As shown by way of example in FIGS. 3 and 4, in particular in mobile applications, when shut down the fuel cell stack 1 may have a slope compared to a reference plane E that runs perpendicular to an earth gravity vector v (see FIG. 2). In the present case, the height of the reference plane E is selected such that it leads through a lowest point 10 of the media channel 4. If the media channel 4 runs horizontally, the lower edge of the channel forms the lowest point 10.

In the example of FIG. 3, the fuel cell stack 1 is inclined compared to the reference plane E such that the outlet point of the media channel 4 is significantly above the reference plane E on the face 2 (“+”). In this position, water present in the media channel 4 collects at the lowest point 10 due to the force of gravity. The gravity thus impedes the drying of the media channel 4 upon shutdown.

In the example of FIG. 4, the fuel cell stack 1 is inclined compared to the reference plane E such that the outlet point of the media channel 4 is significantly below the reference planes E on the front 2 (“−”). In this position, gravity assists the drying of the media channel 4.

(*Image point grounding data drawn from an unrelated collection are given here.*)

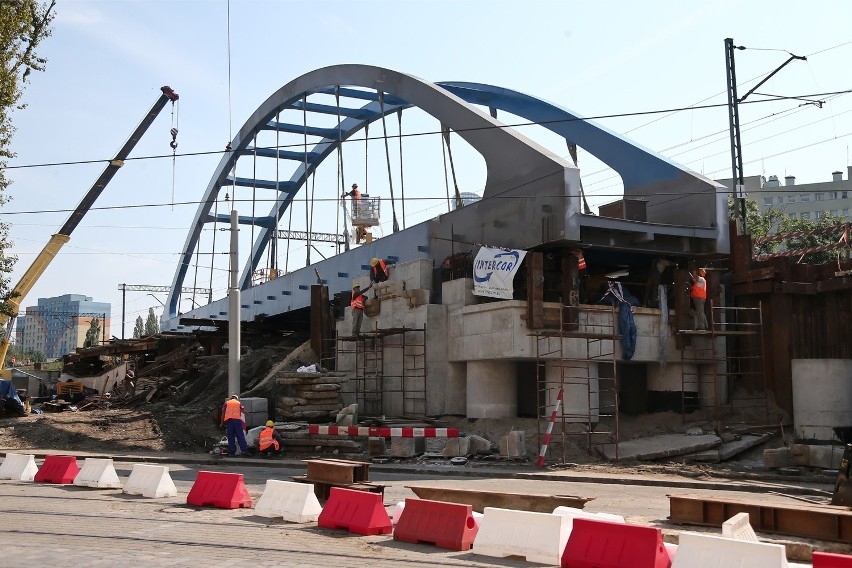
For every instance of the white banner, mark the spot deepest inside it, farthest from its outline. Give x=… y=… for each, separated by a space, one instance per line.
x=493 y=271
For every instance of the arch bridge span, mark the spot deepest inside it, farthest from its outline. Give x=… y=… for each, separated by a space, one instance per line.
x=531 y=195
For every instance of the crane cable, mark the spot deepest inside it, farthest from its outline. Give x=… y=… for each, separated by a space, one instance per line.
x=452 y=166
x=173 y=144
x=401 y=176
x=387 y=157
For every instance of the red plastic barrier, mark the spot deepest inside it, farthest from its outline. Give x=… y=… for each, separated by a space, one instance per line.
x=360 y=512
x=216 y=489
x=57 y=469
x=601 y=544
x=828 y=560
x=446 y=525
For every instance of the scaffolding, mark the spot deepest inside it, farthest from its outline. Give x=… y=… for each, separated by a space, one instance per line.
x=578 y=396
x=389 y=370
x=722 y=370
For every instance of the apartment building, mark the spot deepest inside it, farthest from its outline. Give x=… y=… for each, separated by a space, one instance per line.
x=57 y=326
x=802 y=201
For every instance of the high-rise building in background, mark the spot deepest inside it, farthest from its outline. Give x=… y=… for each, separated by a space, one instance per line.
x=801 y=201
x=57 y=326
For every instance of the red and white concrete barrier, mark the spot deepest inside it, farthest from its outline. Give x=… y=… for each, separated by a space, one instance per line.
x=383 y=432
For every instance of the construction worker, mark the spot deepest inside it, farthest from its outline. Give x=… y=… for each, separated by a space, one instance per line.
x=357 y=305
x=356 y=199
x=232 y=418
x=270 y=441
x=698 y=293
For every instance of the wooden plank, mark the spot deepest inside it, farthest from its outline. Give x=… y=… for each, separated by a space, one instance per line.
x=535 y=290
x=823 y=522
x=798 y=288
x=535 y=502
x=321 y=470
x=753 y=275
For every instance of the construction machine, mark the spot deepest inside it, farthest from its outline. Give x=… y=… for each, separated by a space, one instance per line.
x=46 y=256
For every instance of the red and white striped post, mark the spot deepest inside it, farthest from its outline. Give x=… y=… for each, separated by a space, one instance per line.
x=540 y=461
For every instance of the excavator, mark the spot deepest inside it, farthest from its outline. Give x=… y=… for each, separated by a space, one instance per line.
x=50 y=250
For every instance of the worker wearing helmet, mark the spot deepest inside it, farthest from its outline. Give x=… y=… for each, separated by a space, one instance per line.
x=270 y=442
x=232 y=418
x=698 y=293
x=357 y=305
x=356 y=198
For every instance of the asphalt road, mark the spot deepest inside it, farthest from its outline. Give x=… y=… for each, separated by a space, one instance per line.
x=42 y=524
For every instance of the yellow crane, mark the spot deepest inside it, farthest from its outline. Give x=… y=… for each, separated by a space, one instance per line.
x=53 y=246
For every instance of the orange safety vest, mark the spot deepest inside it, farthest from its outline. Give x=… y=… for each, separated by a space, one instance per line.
x=233 y=410
x=266 y=439
x=699 y=289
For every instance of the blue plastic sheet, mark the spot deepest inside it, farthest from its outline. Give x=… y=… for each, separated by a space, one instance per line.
x=9 y=398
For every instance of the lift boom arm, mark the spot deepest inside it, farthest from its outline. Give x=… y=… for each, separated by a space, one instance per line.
x=45 y=257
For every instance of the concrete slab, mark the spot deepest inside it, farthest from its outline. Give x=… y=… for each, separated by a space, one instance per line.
x=729 y=449
x=663 y=446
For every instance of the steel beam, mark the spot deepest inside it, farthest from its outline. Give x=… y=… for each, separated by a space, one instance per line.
x=824 y=522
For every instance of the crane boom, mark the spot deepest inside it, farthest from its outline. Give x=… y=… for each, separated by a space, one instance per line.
x=50 y=250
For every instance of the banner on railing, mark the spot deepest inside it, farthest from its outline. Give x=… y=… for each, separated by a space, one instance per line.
x=493 y=271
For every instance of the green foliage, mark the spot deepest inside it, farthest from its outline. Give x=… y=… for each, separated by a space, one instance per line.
x=152 y=325
x=775 y=222
x=23 y=26
x=139 y=330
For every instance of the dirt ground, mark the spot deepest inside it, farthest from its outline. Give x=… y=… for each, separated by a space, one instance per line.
x=155 y=429
x=184 y=421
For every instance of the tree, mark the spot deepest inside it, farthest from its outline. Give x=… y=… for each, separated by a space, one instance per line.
x=152 y=326
x=93 y=334
x=775 y=222
x=23 y=26
x=139 y=330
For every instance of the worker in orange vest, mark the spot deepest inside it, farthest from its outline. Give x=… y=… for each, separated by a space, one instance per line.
x=270 y=442
x=356 y=198
x=357 y=305
x=232 y=418
x=698 y=293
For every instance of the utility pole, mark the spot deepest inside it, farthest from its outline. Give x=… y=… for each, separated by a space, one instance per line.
x=234 y=313
x=737 y=177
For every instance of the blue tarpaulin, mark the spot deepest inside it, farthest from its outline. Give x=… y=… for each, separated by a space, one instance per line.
x=9 y=399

Accordingly, whether the fuel cell stack 1 is unfavorably or favorably inclined when shut down or when drying prior to shutdown. The slope is therefore taken into account in the method according to the invention by determining the drying duration depending on the current slope of the fuel cell stack 1 or by adjusting the drying duration based on the current slope of the fuel cell stack 1.

In FIG. 5, the connection between the slope of the fuel cell stack 1 from favorably inclined (“−”) to unfavorably inclined (“+”) and the drying duration t is illustrated by way of an example. Assuming a mean drying duration tm in the event that the fuel cell stack 1 has no slope or a slope of 0°, the more favorable the inclination of the fuel cell stack 1, the shorter the drying time; the less favorable the inclination of the fuel cell stack 1, the longer the drying time.